You know, some people are born gay, some people are born bisexual. Some people are born asexual. And some people are born with the urge to slam new and unexplored vaginas without going through a messy divorce! Don’t be a bigot!
It infuriates me. The past couple years have been the first time I’ve felt ashamed about being gay since I graduated high school in the mid 00s. If someone compared “polyamory” to homosexuality back then, the “progressive” left would have called him a homophobe. Now, they’d praise him for his “tolerance.” It’s the same way that separate events for different races used to be considered segregation; but this summer, in Seattle, white “allies“ formed a human chain around a park space “reserved” for “people of color.”
It’s not a coincidence that all of this started around the same time as Black Lives Matter.
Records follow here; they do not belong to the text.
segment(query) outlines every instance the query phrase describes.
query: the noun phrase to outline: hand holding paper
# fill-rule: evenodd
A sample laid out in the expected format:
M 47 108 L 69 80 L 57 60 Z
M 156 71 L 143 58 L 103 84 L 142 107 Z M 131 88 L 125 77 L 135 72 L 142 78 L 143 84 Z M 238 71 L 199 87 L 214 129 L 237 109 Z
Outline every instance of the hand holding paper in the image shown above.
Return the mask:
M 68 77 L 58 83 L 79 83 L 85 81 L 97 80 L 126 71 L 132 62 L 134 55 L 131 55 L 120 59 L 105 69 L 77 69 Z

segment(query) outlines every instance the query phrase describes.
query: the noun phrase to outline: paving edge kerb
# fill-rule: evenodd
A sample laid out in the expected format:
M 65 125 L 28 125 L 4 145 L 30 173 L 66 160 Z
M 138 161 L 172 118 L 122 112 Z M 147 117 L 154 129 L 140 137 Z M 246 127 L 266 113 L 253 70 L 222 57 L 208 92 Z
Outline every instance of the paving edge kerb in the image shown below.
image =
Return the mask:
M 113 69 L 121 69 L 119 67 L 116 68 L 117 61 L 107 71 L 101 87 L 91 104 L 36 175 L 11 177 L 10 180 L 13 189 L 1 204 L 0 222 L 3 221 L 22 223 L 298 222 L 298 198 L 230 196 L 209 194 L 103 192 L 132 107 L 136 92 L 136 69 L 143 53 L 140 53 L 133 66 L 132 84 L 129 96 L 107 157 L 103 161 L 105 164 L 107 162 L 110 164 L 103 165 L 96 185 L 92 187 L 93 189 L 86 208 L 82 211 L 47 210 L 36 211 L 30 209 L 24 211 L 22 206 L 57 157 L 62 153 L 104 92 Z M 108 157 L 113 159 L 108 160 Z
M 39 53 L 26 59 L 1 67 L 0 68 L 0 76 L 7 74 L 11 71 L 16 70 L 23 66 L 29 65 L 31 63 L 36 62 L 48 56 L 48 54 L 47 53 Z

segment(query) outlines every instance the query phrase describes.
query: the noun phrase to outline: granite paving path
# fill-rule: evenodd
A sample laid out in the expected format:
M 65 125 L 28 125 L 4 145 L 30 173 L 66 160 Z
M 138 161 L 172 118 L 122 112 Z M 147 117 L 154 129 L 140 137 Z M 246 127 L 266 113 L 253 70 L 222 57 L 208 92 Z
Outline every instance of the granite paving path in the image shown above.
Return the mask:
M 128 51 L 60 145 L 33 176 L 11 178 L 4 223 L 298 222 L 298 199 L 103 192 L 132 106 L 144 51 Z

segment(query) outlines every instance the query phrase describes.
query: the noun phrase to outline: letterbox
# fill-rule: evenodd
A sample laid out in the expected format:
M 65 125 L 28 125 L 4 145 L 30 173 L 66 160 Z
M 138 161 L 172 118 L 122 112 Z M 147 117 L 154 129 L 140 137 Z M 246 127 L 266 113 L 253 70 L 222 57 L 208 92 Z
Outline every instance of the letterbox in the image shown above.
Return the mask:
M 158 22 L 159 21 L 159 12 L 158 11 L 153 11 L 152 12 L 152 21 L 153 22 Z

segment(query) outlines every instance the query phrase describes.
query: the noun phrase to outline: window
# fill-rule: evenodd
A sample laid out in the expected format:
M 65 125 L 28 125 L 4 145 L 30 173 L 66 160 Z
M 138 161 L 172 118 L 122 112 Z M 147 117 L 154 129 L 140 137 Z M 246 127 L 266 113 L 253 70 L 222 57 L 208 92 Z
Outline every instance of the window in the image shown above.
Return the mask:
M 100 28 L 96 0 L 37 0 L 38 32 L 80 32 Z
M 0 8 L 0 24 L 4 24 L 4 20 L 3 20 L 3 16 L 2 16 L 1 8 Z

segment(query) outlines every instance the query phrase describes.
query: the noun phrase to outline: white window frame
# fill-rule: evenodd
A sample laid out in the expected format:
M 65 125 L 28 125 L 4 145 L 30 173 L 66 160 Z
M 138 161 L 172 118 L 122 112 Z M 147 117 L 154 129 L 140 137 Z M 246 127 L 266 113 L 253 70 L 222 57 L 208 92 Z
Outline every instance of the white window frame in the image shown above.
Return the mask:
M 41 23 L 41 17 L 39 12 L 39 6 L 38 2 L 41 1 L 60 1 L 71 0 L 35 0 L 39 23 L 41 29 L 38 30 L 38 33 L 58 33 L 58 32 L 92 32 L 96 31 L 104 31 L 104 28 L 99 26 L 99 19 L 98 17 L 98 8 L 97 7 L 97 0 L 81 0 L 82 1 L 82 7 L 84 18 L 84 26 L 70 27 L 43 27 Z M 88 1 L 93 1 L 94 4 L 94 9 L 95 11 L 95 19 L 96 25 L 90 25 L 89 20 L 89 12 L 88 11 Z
In a 2015 video, Patrice Cullors said she and the other two organizers are
“trained Marxists” intent on “disrupt[ing] the Western-prescribed nuclear-family-structure requirement [sic].” A couple weeks ago, progressives mocked a speaker at the Republican National Convention for pointing it out, but anyone familiar with critical race theory, “queer” theory, and intersectional feminism knows Cullors really meant what she said.
If you’re not familiar with this stuff and want to learn more, read
The Victims’ Revolution by Bruce Bawer, a gay conservative commentator. It’s eye-opening. James Lindsay and Helen Pluckrose, two liberals, just released a new book,
Cynical Theories, on the same topic, but I haven’t read it yet.
Incidentally, Bawer, Andrew Sullivan, Jonathan Rauch, and other politically heterodox gay writers are the ones responsible for redirecting gay activists’ focus to marriage equality in the 90s, which
enraged radical leftists. (Google “same-sex marriage” and “cis gay white men” to see what I mean.) Nobody paid much attention to their criticism because they were holed up in obscure university departments.